Butembo : La garde-malade d’une femme qui attend famille doit être sage pour ne pas dévoiler les péripéties de l’accouchement (CPN HG Matanda)

Le choix et l’identification d’une garde-malade  pour accompagner une  femme qui attend famille est d’une importance capitale tant sur le plan psychologique que physique de la femme enceinte. Conseil de madame Kavira Kasoki infirmière et responsable du service de Consultation Prénatale, CPN  à l’hôpital  générale de Matanda. Elle l’a dit au cours d’un entretien qu’elle accordé à la voix de l’UCG ce mercredi 13 Mai.

 Se faire accompagner   d’une  garde-malade moins âgé   est signe de non responsabilité de la part de la femme enceinte. Les normes sanitaires conseillent que cette mission soit  attribuée plutôt à une personne mature capable  de supporter et garder en secret  tout ce qui est au tour de l’accouchement. C’est ainsi que notre interlocutrice  invite toute femme qui attend famille à faire sérieusement  sa planification  déjà  à partir du troisième trimestre.

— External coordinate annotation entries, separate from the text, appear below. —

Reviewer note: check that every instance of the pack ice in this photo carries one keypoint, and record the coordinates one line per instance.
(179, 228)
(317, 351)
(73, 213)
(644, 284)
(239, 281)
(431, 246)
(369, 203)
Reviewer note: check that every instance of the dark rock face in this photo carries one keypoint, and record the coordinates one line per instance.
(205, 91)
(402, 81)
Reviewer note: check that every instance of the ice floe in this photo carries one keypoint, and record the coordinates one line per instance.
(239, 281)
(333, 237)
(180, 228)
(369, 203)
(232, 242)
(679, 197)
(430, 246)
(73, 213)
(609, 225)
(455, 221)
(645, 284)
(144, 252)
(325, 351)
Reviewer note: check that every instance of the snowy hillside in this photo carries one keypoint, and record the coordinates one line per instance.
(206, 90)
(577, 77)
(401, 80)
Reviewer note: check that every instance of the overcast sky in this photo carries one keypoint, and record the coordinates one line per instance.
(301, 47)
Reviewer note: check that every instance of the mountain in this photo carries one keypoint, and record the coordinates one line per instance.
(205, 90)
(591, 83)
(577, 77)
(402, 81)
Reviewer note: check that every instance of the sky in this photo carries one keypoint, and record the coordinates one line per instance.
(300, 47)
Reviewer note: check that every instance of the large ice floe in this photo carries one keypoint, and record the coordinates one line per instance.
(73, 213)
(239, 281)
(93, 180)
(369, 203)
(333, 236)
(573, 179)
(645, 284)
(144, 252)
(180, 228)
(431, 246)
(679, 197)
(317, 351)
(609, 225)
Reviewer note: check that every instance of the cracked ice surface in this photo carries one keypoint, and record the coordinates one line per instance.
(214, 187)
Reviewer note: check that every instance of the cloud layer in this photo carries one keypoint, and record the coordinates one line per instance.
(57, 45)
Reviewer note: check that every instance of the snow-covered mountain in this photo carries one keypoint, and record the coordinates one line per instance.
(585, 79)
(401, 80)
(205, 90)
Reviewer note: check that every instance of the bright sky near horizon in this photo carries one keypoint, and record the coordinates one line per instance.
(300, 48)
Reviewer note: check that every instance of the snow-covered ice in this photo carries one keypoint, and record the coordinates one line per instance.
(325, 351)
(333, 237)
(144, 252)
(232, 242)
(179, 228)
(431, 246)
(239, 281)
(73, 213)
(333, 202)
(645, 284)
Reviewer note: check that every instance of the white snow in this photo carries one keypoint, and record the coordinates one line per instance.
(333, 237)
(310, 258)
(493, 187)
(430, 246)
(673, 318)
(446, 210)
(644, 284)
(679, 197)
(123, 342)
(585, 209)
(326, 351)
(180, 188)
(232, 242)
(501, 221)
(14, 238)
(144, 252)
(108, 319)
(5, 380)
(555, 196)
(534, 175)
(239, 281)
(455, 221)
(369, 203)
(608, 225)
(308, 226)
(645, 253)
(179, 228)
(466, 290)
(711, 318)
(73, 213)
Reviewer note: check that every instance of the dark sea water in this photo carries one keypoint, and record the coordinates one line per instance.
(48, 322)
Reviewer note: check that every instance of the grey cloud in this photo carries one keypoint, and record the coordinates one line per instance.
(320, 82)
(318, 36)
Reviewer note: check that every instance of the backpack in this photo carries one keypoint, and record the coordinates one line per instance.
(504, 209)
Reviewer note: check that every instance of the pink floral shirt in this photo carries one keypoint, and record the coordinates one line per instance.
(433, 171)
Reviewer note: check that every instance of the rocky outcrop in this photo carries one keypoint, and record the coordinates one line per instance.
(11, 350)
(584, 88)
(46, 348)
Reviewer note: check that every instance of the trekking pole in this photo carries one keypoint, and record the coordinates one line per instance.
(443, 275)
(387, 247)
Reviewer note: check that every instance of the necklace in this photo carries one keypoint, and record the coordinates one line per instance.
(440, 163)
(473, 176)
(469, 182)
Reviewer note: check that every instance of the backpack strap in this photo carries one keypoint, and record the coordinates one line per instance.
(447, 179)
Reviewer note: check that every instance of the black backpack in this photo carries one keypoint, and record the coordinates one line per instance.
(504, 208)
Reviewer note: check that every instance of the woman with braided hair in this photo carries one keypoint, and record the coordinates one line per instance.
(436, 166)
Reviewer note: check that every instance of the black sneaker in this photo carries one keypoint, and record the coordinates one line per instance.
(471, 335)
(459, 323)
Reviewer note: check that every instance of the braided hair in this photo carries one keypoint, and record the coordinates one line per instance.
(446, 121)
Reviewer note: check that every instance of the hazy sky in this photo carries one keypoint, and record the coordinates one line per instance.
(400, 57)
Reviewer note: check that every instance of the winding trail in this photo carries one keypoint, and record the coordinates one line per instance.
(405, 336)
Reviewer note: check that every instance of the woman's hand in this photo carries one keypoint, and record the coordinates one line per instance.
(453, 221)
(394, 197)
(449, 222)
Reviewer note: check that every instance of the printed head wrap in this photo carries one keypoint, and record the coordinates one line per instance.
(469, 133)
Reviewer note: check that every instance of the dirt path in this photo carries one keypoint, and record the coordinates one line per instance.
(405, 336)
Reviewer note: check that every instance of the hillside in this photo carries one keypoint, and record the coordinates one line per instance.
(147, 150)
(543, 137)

« Au niveau  des hôpitaux  il faut normalement que la garde-malade d’une femme qui attend   famille soit   une femme mature,  qui a donc de l’expérience. Que ça ne soit pas une mineure parce que nombreuses d’entre elles viennent rendre  ce service par curiosité. De façon qu’à partir  de ces événements qui se déroulent à l’hôpital, elles en fassent des histoires qu’elles ont  tendance à raconter aux autres  alors que se sont des événements qui doivent se dérouler dans un grand secret  en  présence  des personnes sages. Que ça ne soit pas non plus une personne plus âgée qui a d’insuffisance intellectuelle », explique  Kavira  Kasoki.

Selon le plan national, ce sont les époux qui monteraient    chacun la garde de son épouse à la maternité. Recourir à des tierces  personnes  rentre  dans le cadre social, conclu notre Kasoki  Kavira.